O New Deal provou ser possível enfrentar a depressão num ambiente de conquistas sociais
por Luiz Gonzaga Belluzzo
— Transcrito na Carta Maior
A eleição
presidencial dos Estados Unidos de 1932 foi disputada no momento em que
a depressão econômica atingia seu nadir. Entre 1929 e 1932, a renda
nacional havia caído 38%, regredindo para o nível de 1922. O desemprego
avançou celeremente e jogou na rua 12 milhões de pessoas.
O declínio da renda e a retração aguda do consumo fizeram
eco à dramática contração dos gastos de investimento das empresas e à
desastrada política fiscal e monetária da administração republicana. A bancarrota na indústria e na agricultura foi generalizada. O colapso dos preços tornou-se insuportável para o setor produtivo.
A carga financeira do endividamento
contraído nos anos de euforia. O sistema bancário veio abaixo com grande
estrondo, cujos decibéis podem ser avaliados pela falência de 5 mil
instituições.
Disputavam o voto popular o então presidente Herbert Hoover, do Partido Republicano,
e o democrata Franklin Delano Roosevelt.
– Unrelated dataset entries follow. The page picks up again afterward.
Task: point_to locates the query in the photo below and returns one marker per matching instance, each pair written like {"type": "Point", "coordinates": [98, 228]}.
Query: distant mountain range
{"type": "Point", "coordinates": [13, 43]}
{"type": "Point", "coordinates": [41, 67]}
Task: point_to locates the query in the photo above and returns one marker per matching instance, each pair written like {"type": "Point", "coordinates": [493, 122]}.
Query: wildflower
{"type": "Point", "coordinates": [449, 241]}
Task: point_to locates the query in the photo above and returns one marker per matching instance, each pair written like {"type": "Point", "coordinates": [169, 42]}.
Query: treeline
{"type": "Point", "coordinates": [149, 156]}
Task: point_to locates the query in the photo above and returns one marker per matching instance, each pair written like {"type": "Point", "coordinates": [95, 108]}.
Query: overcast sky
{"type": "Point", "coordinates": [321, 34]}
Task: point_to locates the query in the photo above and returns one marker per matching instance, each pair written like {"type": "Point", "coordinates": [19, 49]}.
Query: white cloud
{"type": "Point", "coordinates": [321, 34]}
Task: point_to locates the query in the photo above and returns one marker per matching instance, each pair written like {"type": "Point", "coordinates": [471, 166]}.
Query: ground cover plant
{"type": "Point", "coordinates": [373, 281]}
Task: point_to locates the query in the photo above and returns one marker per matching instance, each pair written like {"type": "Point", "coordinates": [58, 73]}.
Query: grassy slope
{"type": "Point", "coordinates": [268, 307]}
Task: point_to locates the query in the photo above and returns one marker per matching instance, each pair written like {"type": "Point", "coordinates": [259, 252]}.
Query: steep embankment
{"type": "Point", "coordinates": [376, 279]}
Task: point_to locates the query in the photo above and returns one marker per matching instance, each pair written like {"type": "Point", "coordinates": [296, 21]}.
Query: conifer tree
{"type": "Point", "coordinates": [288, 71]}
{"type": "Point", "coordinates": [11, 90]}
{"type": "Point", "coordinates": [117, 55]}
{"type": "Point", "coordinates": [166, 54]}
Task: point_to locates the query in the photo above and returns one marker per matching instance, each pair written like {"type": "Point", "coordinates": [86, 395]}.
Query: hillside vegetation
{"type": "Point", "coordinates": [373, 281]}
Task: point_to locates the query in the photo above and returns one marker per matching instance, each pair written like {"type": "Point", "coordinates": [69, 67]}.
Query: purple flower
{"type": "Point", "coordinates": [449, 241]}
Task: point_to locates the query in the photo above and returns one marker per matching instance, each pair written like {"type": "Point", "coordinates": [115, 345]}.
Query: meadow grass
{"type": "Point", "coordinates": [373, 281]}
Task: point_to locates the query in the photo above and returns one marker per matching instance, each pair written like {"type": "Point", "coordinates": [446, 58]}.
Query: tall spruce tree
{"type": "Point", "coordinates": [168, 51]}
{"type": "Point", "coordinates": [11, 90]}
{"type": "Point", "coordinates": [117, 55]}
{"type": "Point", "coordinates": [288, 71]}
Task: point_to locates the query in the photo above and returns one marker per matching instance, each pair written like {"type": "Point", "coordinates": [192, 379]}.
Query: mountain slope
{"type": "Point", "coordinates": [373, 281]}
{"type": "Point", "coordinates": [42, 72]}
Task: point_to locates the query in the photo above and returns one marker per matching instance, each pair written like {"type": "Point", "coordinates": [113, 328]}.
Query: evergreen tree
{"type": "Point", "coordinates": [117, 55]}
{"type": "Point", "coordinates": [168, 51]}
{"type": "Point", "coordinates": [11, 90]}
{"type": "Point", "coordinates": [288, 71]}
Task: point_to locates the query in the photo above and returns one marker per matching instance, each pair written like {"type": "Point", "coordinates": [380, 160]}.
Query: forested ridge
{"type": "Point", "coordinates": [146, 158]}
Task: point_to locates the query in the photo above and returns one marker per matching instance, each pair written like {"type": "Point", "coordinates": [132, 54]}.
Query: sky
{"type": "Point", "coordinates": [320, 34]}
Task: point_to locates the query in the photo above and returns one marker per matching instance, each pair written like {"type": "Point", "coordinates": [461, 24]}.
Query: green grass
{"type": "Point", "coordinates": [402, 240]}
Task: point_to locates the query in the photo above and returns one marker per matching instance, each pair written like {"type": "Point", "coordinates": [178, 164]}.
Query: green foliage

A campanha republicana
prometia a austeridade fiscal e o fortalecimento do dólar nos marcos do
padrão-ouro.
Roosevelt acenava com um novo Pacto
Social para a América, capaz de incluir “os que estavam esquecidos no
fundo da pirâmide econômica”.
Roosevelt assumiu a Presidência em março
de 1933 e proclamou em seu discurso inaugural que “a única coisa de que
devemos ter medo é do próprio medo”.
Não se pode dizer – nem mesmo os que avaliam idilicamente a experiência do New Deal – que aqueles tempos foram de coerência e certezas. Também não se pode negar que foram tempos de coragem e grandeza.
O presidente foi capaz de articular o movimento de grupos
sociais heterogêneos em uma grande coalizão progressista. Ao lado dele
estava Eleanor Roosevelt, com “a beleza de sua inteligência”. Ninguém
jamais ousou chamá-la de primeira-dama.
Ela caminhou ao lado e muitas vezes à frente do marido nas
manifestações de solidariedade com os americanos maltratados pelos
açoites da Depressão. Na última pincelada no retrato de Eleanor no livro
Names-Dropping, John K. Galbraith desenha “a campeã da luta contra a pobreza.” Grandes mulheres em tempos difíceis.
Não por acaso, nos
famosos “Cem Dias” de 1933 foram inaugurados programas emergenciais
para desempregados, mediante assistência direta e renda mínima.
Esses programas evoluíram nos anos posteriores, com a criação da Work Projects Administration, em 1935, concebida para um amplo esforço de reabsorção do desemprego, apoiado em obras públicas.
Harry Hopkins, idealizador e responsável
pela execução do programa da WPA, tinha como princípio básico o seguinte
lema: “A fome não se discute”.
A débâcle foi enfrentada com o Emergency Bank Bill de 9 de março de 1933 e pelo Glass-Steagall Act de junho do mesmo ano.
Esses dois instrumentos legais permitiram
um maior controle do Federal Reserve sobre o sistema bancário,
facilitando o refinanciamento dos débitos das empresas, sobretudo da
imensa massa de dívidas dos agricultores, e promovendo uma profunda
reestruturação do sistema bancário.
Isso significou uma forte centralização
da intervenção do Estado sobre os bancos privados e garantias mínimas
para os depositantes, medidas indispensáveis para a execução de uma
política de liquidez e de direcionamento do crédito, em beneficio da recuperação econômica.
Tomadas essas medidas emergenciais,
relativas ao desemprego e à desordem financeira, o governo constituiu a
National Recovery Administration, encarregada do planejamento
industrial, e a Agricultural Adjustment Administration, incumbida de
executar a política de preços, estoques e comercialização de produtos
agrícolas.
Muitos anos depois,
os debates sobre a experiência do New Deal concentram-se sobre o êxito
limitado do programa. Os críticos sublinham a debilidade da recuperação,
a ganhar sustentação apenas com a mobilização bélica, e o constante
ziguezague da política econômica.
Poucos consideram as consequências
políticas e sociais da “revolução democrática”, que contrastava
fortemente com a tragédia vivida pela Europa, com a ascensão do
nazifascismo.
O New Deal demonstrou ser possível
enfrentar a depressão num ambiente de liberdade e de conquistas sociais.
Difícil imaginar o destino das economias capitalistas sem que a mão
visível do Estado as tivesse protegido do flagelo da mão invisível do
mercado.
O programa de Eleanor e Franklin Delano
preparou o imaginário das sociedades para a defesa da democracia e para a
reorganização econômica, social e política que orientou o estrondoso
sucesso do capitalismo no pós-Guerra.